Die Atomkraft hat weltweit Konjunktur und die Uranförderung hält mit dem Bedarf nicht länger Schritt. Der neue Hoffnungskontinent der Bergbaukonzerne heißt Afrika

VON FRANÇOIS MISSER UND DOMINIC JOHNSON

2007 wird das Jahr eines neuen Rohstoffbooms. Uran heißt der Geheimtip der internationalen Bergbauindustrie: Seit 2005 haben sich die Uranpreise fast vervierfacht, von rund 20 US-Dollar pro Pfund auf 72 Ende letzten Jahres. Für dieses Jahr werden weitere Preissprünge prognostiziert, eventuell sogar eine Verdoppelung. Dann würden die Uranpreise das höchste Niveau der Geschichte erreichen.
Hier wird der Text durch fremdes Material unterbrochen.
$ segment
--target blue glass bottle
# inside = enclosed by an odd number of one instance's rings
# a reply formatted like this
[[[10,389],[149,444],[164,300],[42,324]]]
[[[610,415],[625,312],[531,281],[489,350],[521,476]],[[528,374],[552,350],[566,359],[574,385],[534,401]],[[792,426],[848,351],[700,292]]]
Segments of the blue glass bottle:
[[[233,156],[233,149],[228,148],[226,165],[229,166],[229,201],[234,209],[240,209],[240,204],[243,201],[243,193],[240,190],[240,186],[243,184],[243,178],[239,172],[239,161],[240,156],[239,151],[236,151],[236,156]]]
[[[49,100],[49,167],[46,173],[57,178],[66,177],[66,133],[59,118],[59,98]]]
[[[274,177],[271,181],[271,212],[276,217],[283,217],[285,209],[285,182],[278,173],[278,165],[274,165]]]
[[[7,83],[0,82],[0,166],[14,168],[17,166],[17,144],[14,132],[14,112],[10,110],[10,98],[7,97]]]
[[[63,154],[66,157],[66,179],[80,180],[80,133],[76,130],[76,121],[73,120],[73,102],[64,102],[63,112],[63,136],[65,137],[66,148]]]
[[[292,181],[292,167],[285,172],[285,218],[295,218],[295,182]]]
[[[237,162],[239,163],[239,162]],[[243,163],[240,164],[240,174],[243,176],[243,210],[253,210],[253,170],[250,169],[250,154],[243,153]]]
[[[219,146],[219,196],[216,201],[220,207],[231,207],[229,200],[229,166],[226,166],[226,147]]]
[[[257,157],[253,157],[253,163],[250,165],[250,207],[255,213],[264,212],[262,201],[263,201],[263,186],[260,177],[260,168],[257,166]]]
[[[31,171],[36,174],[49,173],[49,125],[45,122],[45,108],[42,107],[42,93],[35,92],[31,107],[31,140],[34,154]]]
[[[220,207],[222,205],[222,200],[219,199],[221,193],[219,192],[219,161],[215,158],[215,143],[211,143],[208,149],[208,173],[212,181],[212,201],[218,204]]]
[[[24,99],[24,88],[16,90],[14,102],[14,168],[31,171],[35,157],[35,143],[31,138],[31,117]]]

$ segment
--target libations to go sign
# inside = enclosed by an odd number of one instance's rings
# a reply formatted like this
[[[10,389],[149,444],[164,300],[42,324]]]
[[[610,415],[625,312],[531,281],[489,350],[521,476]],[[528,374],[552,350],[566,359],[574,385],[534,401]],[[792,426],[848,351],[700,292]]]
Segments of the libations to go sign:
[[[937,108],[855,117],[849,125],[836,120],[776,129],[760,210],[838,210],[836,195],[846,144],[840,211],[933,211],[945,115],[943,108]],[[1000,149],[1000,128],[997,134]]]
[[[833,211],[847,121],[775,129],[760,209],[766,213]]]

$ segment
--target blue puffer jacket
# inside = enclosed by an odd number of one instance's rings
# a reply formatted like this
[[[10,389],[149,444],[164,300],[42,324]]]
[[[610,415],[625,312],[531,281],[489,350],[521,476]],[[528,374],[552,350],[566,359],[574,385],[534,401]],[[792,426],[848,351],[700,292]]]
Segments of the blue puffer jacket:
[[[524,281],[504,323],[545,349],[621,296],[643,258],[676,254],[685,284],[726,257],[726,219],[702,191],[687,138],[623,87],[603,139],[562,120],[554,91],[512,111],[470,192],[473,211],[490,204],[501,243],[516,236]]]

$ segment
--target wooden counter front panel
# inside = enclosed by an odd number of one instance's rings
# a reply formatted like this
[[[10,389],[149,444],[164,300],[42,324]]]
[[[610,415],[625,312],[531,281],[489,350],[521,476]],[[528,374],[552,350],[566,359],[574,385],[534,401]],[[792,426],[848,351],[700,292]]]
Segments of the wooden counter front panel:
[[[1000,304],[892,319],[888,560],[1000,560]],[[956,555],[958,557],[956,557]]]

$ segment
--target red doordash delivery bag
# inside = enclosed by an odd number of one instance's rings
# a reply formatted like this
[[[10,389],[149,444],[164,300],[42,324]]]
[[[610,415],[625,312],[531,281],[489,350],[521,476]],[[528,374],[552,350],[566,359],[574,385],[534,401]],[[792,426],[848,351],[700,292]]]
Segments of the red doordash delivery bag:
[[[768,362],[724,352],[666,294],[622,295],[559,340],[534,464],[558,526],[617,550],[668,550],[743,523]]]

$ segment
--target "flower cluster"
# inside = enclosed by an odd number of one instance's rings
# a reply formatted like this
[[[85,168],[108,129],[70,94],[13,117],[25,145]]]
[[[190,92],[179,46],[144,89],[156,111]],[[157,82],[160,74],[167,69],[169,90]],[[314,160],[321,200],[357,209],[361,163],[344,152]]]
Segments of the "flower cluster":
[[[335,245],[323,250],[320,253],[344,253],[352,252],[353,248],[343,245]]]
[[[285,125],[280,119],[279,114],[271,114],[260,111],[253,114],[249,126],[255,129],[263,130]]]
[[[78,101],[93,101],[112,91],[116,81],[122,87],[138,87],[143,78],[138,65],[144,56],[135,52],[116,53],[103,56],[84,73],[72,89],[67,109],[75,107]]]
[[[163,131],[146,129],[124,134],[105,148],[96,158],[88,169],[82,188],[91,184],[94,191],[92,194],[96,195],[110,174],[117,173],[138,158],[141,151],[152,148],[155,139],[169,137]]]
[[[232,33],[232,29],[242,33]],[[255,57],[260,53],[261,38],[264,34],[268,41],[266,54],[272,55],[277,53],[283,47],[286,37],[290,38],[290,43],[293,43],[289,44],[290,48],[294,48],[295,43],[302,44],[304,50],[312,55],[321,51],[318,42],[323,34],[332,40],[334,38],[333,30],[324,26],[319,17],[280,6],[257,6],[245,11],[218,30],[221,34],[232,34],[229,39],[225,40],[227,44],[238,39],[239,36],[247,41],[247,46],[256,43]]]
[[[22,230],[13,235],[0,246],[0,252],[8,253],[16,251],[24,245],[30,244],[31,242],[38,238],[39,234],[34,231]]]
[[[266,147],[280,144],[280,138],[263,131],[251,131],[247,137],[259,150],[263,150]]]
Hintergrund ist die Wiederbelebung der Atomkraft als Option der CO2-freien Energieproduktion in Industrieländern sowie der Energiehunger der Schwellenländer, vor allem in Asien. Derzeit sind laut Internationaler Atomenergiebehörde (IAEO) 435 Atomreaktoren in 38 Ländern der Welt in Betrieb. In den kommenden fünf Jahren sollen 30 zusätzliche Atomkraftwerke gebaut oder modernisiert werden – in der EU, aber auch in Argentinien, Brasilien, China, Indien, Iran, Kanada, Pakistan, Russland und der Türkei. Bis 2020 will China acht Milliarden Dollar in den Bau von 27 Atomreaktoren stecken, Indien will bis 2012 17 bauen.

In Afrika setzen Südafrika und Libyen auf die Atomenergie – aber auch andere Länder. Die IAEO veranstaltete letzte Woche eine panafrikanische Atomenergiekonferenz in Algerien, von der in afrikanischen Medien vor allem die Feststellung berichtet wurde, auch Afrika habe ein Recht auf die friedliche Nutzung der Atomenergie. Der nächste Staatengipfel der Afrikanischen Union (AU) Ende Januar in Äthiopien soll sich damit offiziell befassen.
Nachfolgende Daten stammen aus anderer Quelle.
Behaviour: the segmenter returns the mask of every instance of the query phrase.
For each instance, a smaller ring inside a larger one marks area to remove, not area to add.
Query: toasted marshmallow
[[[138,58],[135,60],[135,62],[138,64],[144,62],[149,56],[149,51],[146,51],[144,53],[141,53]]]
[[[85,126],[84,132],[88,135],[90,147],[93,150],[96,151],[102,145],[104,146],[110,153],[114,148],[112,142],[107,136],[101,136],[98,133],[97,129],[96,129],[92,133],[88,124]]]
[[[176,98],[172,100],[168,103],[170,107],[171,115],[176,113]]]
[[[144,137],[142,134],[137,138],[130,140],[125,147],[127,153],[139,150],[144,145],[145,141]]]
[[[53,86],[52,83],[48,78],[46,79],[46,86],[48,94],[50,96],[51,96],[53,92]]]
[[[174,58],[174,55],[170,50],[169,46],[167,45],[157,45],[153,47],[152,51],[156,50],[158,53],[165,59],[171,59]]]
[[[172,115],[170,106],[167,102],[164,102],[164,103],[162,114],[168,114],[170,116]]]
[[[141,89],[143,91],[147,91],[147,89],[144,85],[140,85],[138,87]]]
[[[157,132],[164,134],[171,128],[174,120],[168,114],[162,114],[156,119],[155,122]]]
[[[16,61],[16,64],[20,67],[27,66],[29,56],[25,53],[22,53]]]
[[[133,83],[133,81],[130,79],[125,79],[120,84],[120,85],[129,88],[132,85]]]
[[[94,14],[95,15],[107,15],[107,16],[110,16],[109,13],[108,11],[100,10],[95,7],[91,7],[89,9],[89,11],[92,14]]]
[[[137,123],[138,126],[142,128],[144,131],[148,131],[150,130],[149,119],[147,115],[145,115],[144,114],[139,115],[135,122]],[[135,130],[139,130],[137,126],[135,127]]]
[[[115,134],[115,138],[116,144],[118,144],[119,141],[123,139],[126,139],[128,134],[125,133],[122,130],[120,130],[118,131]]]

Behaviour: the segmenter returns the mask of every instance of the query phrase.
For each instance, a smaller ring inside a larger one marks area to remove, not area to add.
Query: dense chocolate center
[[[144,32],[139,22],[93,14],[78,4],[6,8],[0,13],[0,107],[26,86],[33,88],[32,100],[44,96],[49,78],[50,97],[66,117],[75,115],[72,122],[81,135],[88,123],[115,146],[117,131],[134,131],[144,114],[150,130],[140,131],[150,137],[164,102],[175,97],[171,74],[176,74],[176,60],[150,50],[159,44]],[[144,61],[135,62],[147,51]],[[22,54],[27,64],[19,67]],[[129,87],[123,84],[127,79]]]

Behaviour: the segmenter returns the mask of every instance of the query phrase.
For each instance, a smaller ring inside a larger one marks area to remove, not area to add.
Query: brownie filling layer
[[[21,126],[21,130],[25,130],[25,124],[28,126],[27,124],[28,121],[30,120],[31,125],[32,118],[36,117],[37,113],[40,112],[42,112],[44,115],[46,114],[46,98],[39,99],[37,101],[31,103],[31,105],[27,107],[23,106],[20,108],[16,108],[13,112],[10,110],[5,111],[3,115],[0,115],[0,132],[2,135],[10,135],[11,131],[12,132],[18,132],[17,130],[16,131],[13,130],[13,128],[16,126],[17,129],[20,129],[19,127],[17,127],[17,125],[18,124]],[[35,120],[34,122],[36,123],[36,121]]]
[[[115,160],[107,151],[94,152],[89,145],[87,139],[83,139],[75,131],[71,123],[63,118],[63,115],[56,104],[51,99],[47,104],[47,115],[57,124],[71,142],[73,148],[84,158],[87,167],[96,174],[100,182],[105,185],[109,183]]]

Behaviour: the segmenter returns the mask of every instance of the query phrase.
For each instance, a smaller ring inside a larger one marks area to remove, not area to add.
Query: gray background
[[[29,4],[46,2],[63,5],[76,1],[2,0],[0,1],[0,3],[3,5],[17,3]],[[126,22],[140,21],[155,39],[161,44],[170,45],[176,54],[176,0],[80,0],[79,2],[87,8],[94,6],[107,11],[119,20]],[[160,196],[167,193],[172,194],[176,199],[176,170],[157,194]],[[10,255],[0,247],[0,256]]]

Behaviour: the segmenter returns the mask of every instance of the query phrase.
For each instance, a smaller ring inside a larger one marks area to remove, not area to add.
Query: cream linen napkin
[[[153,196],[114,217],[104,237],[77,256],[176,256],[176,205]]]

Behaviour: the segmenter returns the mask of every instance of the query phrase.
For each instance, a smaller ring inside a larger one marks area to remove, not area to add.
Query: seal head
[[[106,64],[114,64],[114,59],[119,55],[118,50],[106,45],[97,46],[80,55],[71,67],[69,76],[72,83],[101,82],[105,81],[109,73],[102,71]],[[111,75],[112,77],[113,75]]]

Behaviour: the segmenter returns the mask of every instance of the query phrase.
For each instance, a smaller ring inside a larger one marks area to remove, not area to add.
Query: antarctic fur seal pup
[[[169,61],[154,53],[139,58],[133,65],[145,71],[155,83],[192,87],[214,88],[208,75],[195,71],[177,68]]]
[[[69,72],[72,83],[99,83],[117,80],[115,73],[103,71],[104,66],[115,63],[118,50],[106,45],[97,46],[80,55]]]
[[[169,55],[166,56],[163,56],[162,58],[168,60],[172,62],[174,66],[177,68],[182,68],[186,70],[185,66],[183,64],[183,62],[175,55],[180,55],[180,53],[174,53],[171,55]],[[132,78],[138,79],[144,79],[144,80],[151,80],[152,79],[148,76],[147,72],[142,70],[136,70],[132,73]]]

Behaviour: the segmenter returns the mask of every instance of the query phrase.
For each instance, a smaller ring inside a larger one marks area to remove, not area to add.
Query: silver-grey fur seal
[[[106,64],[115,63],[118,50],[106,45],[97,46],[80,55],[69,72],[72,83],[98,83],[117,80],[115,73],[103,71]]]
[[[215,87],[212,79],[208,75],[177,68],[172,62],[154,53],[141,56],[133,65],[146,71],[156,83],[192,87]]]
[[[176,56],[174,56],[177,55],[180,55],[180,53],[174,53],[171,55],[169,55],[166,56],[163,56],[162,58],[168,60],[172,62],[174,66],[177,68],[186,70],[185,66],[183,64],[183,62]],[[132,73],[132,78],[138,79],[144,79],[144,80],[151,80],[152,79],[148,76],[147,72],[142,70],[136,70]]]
Die Uranförderung kommt dem Wachstum der Nachfrage nicht hinterher. Seit mehreren Jahren deckt Uran aus Bergwerken nur 60 Prozent des Bedarfs der Atomenergieproduzenten; der Rest kommt aus staatlichen Lagerbeständen und abgerüsteten Atomwaffen, und diese Quellen werden knapper, berichtet diese Woche die Wirschaftszeitschrift Money Week. In Australien liegen die größten Uranreserven der Welt, aber in den Bundesstaaten Westaustralien und Queensland sind seit vielen Jahren Moratorien auf Uranförderung in Kraft. Die konservative Regierung von Premierminister John Howard würde dies gerne ändern und auch erstmals Atomkraftwerke in Australien bauen.
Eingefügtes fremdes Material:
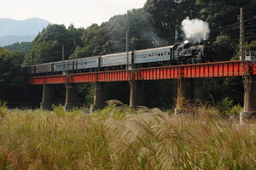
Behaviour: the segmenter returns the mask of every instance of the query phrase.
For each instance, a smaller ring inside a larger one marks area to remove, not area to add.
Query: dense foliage
[[[28,54],[32,42],[22,42],[19,43],[18,42],[11,45],[4,46],[3,48],[9,49],[15,52],[23,52],[25,55]]]
[[[0,99],[21,100],[24,77],[19,76],[19,68],[23,60],[23,53],[0,47]]]

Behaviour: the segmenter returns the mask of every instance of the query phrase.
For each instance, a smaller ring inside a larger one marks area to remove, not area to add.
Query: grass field
[[[256,122],[110,105],[0,109],[0,169],[256,169]]]

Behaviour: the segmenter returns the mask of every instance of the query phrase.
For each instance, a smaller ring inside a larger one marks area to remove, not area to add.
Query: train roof
[[[131,53],[132,53],[132,51],[129,51],[129,54],[131,54]],[[126,52],[102,55],[102,57],[109,57],[109,56],[120,55],[120,54],[122,54],[122,55],[126,54]]]
[[[83,57],[83,58],[78,58],[78,59],[75,59],[75,60],[84,60],[84,59],[94,59],[94,58],[99,58],[100,55],[96,55],[96,56],[91,56],[91,57]]]
[[[152,51],[152,50],[160,50],[160,49],[165,49],[165,48],[172,48],[177,45],[169,45],[169,46],[164,46],[164,47],[160,47],[160,48],[148,48],[148,49],[140,49],[140,50],[135,50],[135,52],[143,52],[143,51]]]

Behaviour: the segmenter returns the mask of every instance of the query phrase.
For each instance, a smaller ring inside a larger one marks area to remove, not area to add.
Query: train
[[[21,75],[60,74],[109,70],[137,69],[148,66],[186,65],[214,61],[209,42],[187,42],[127,53],[85,57],[23,66]],[[64,65],[63,65],[64,64]],[[128,64],[128,65],[127,65]],[[63,69],[64,65],[64,69]]]

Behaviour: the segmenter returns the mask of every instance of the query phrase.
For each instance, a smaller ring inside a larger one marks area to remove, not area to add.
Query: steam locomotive
[[[22,75],[60,74],[98,71],[126,68],[142,68],[170,65],[186,65],[213,61],[212,48],[208,42],[188,42],[128,53],[86,57],[21,67]],[[63,69],[64,63],[64,69]]]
Davon hängt auch ab, ob ein im April 2006 geschlossener Vertrag zur Lieferung australischen Urans nach China im erwarteten Ausmaß erfüllt werden kann; er wurde sowieso erst am 4. Januar 2007 ratifiziert und soll nächsten Monat in Kraft treten. Eine der größten Uranminen der Welt, Cigar Lake in Kanada, liegt seit einem Wassereinbruch im Oktober still. Von dort wurde bis zur Hälfte des zusätzlichen Uranbedarfs der nächsten fünf Jahre erwartet.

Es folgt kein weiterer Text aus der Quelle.